O método parte de uma tradução dos símbolos inseridos nas estórias (mitos, contos e fábulas) criadas pelos povos em suas diversas culturas desde a Antiguidade. Essas narrativas, quando analisadas, digamos, por um estudo comparativo, ao fim apontam alguns elementos comuns, ao exemplo das três instâncias atribuídas à composição da psique humana: o supraconsciente (espírito), consciente (inteligência humana) e o subconsciente (imaginação exaltadora ou repressora) (DIEL, 1991, p. 39). Essas instâncias, segundo o autor, são comumente personificadas e idealizadas nas diversas estórias que transmitem o conflito interior do ser humano na busca pelo sentido da vida, ou seja, na busca por ser alguém melhor, pela espiritualização (nas palavras de Paul Diel), a qual, entendo ser a busca histórica das pessoas pela Verdade. Não quero me aprofundar sobre cada instância, mas, somente aplicá-las à tradução simbólica do conto, até porque, sendo sincera, meu conhecimento sobre o assunto é limitado.

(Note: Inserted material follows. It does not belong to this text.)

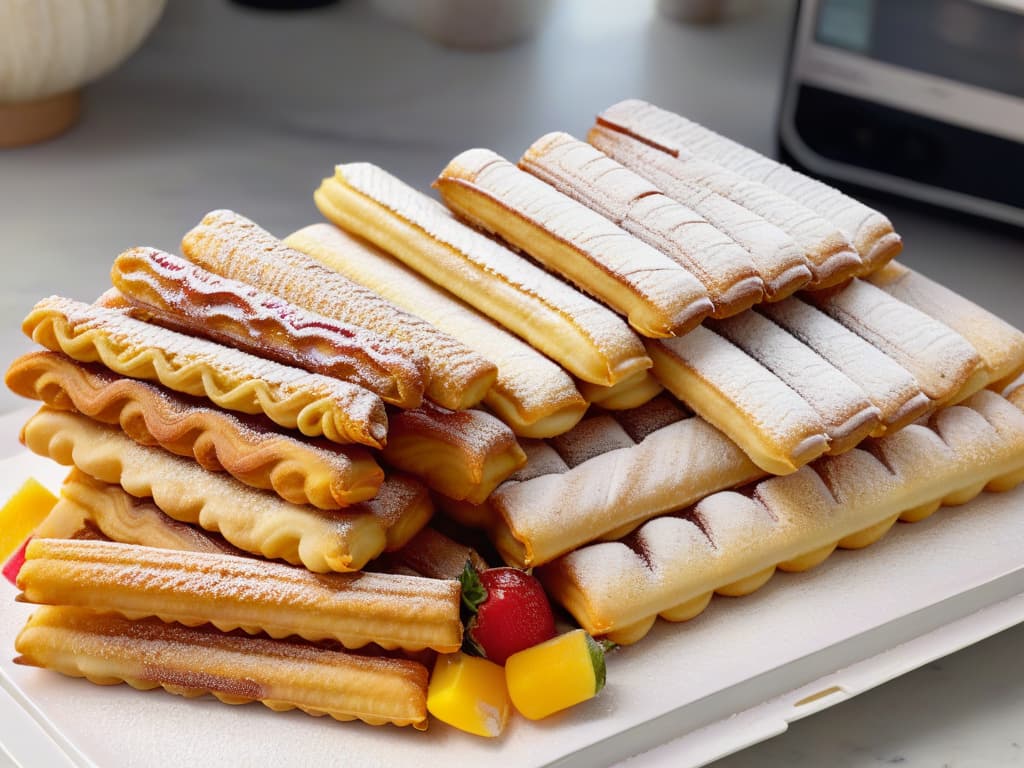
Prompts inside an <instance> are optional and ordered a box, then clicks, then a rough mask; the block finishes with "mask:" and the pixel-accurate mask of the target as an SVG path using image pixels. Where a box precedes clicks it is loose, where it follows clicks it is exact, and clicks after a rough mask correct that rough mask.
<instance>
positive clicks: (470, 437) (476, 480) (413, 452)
mask: <svg viewBox="0 0 1024 768" xmlns="http://www.w3.org/2000/svg"><path fill="white" fill-rule="evenodd" d="M383 456H384V459H385V460H386V461H387V462H388V464H390V465H391V466H393V467H395V468H397V469H400V470H402V471H406V472H409V473H411V474H414V475H416V476H417V477H421V478H423V481H424V482H425V483H427V485H429V486H430V487H431V488H433V489H434V490H437V492H439V493H441V494H443V495H444V496H447V497H451V498H453V499H458V500H467V501H469V502H471V503H476V504H478V503H480V502H482V501H483V500H484V499H486V498H487V496H488V495H489V494H490V492H492V490H494V489H495V488H496V487H498V485H499V483H501V482H502V481H503V480H505V479H506V478H507V477H508V476H509V475H510V474H512V473H513V472H514V471H515V470H516V469H518V468H519V467H521V466H522V465H523V464H524V463H525V461H526V456H525V454H523V452H522V449H521V447H520V446H519V443H518V442H517V441H516V439H515V435H514V434H512V432H511V430H509V428H508V427H507V426H506V425H505V424H504V423H502V422H501V421H499V420H498V419H496V418H495V417H493V416H490V415H489V414H486V413H484V412H482V411H477V410H475V409H470V410H468V411H445V410H444V409H440V408H437V407H436V406H431V404H430V403H426V404H424V407H423V408H421V409H417V410H416V411H400V412H398V413H396V414H393V415H392V418H391V429H390V432H389V433H388V443H387V446H386V447H385V449H384V452H383Z"/></svg>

Importa mencionar que as interpretações foram dadas segundo o contexto da narrativa, pois determinados símbolos têm mais de um significado, às vezes benéfico, às vezes maléfico. Sobre certos símbolos serem de origem pagã, reconheço, meu objetivo é levantar os elementos que nos ensinam sobre as características históricas permanentes do ser humano. Nesse sentido, cito o autor Don Richardson, autor de O fator Melquisedeque, onde menciona Eclesiastes 3:11: “Tudo fez Deus formoso no seu devido tempo. Também pôs a eternidade no coração do homem, sem que este possa descobrir as obras que Deus fez desde o princípio até ao fim”. A minha intenção é sobrepujar o que pertence ao eterno e os traços humanos da luta contra os vícios na busca pela Verdade.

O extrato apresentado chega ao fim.